ノワールが炎を睨みつけ、歯を噛み締めた。


「この炎……精霊の力だけじゃねぇ。人の怨念が混じってやがる。誰だ、こんな無茶を……」


怨念の炎。

その言葉を聞いただけで、炎の熱が皮膚を焦がす錯覚が走った。


リアが膝をつき、息を荒げる。


「……っ、炎帝イグニス様が……苦しまれている……封印が……解けかけているのです……!」


炎の奥から、たしかに声が聞こえる。

泣き叫ぶような、助けを求めるような――精霊の声だ。


胸が締め付けられる。


まただ。

また精霊は人間に利用され、傷つけられている。


「……許せない」


握りしめた拳が震える。


「レオン」

ゼルフィアが封印基部の魔術刻印を指し示した。


「この魔術式……王都の塔で一度見たことがある。おそらく、同じ術者が関わっている」


王都の塔――

あの地獄を生んだ男。


脳裏に浮かぶ炎の中の笑み。


ダリオ。


奴が、ここに?


胸の奥で、静かに怒りが燃え上がった。


リアがか細い声で俺の手を握った。


「……お願いです。このままでは炎帝イグニス様は、怨念に呑まれてしまう」


「……絶対に守る」


迷いはなかった。


「火脈を調べないと。封印を維持できなくなる」

カイが地図を広げる。


「夜の砂漠は危険だぞ?」

ミルが不安そうに言う。


「行かなきゃいけない」

自分でも驚くほど、声は強かった。


「苦しんでるなら、助ける。

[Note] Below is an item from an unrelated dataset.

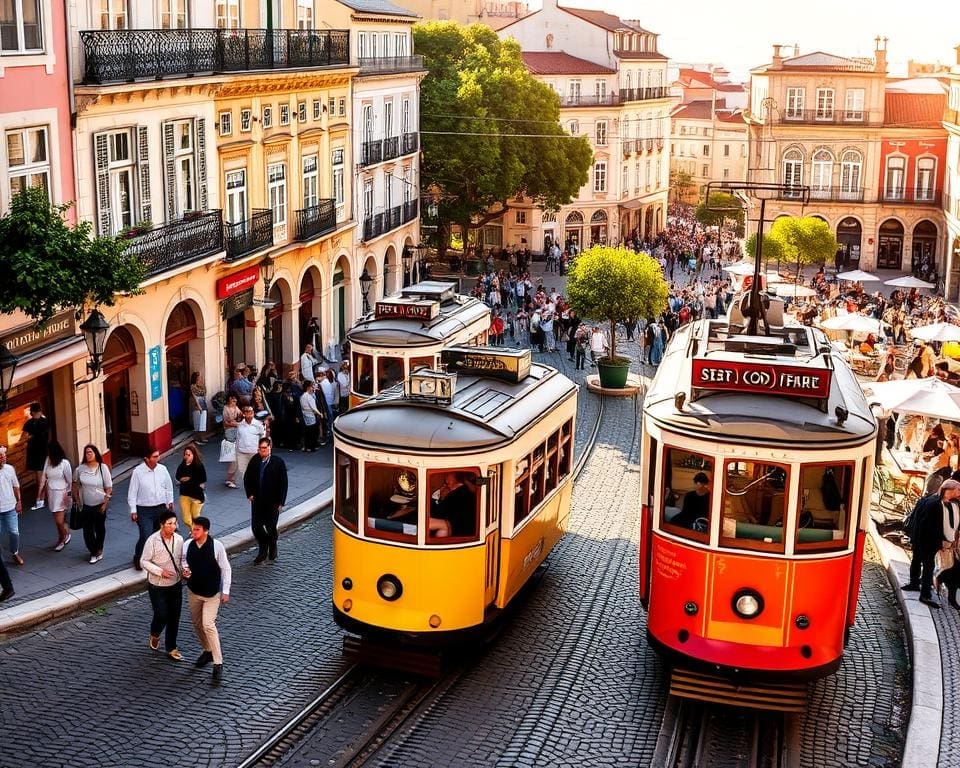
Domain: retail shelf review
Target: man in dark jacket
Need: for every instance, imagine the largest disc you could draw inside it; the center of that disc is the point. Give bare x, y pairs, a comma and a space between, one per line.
265, 483
932, 516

精霊を救うためなら、どこへでも」


リアが驚いたように目を見開き――

次の瞬間、震える瞳で俺を見つめた。


「……あなたなら、救えると、思いますから」


柔らかな温度が、手のひらから伝わってきた。


その温もりに、俺は応えると心に誓った。


砂漠に繰り返される夜風が、炎帝神殿をざわめかせる。

遠く、闇の奥で燃え上がるような光が弾けた。


不吉な予感が背を押す。


暗闇の中――

俺たちは次の戦いへ足を踏み出す。


精霊の叫びは、まだ終わらない。